On the Hoba West meteorite
Description
A photo composite of multiple exposures. From the photographer: “The very strong feeling I had by the Hoba West meteorite, back in 2015, when I visited this well-known largest ever found iron meteorite. Suddenly I felt how small we are and how lucky humanity is to be on this planet, protected by Earth’s atmosphere, our natural shield, from so many deadly dangers of the Universe just to admire the beauty of what surrounds us not only in our Galaxy. I stood up the meteorite carefully and respectfully and took an image of myself under the Milky Way, and only humbly gazed at the sky while the camera was working. At that time I was only thinking of how the stone I was standing on traveled somewhere there above in the sky, in the Solar System before it fell on Earth, and luckily didn’t destroy much so my existence and that moment were eventually possible.

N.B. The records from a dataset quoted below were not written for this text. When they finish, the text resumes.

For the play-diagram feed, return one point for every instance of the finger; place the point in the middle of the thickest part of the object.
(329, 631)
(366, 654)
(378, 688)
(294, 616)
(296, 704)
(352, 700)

The largest meteorite on the ground was found in 1920 by farmer Jacobus Hermanus Brits while plowing one of his fields nearby Grootfontein, Namibia, with an ox and heard loud metallic scratching. Shortly after the discovery and scientific analysis, the Hoba West meteorite was classified as iron-type (composed of about 84% iron and 16% nickel and other elements) which fell on Earth about 80 thousand years ago. Its unusual flat shape (with dimensions of almost 3x3x1 meters and a weight of around 60 tonnes) caused almost no crater while falling on Earth. In 1955 it was declared a Namibian national monument, last year it is accessible as a tourist attraction nearby Hoba West campsite, and protected from vandalism. In the image, taken in September 2015, it is me standing and gazing at the southern Milky Way on the cosmic stone, humbly thinking of how lucky, fragile and small at the same time we are in the huge Universe.”
Technical details: Canon 6D Baader IR modified, Samyang 24 mm, f2.8, ISO 10000, cut of 31×15 s panorama (captured from a tripod).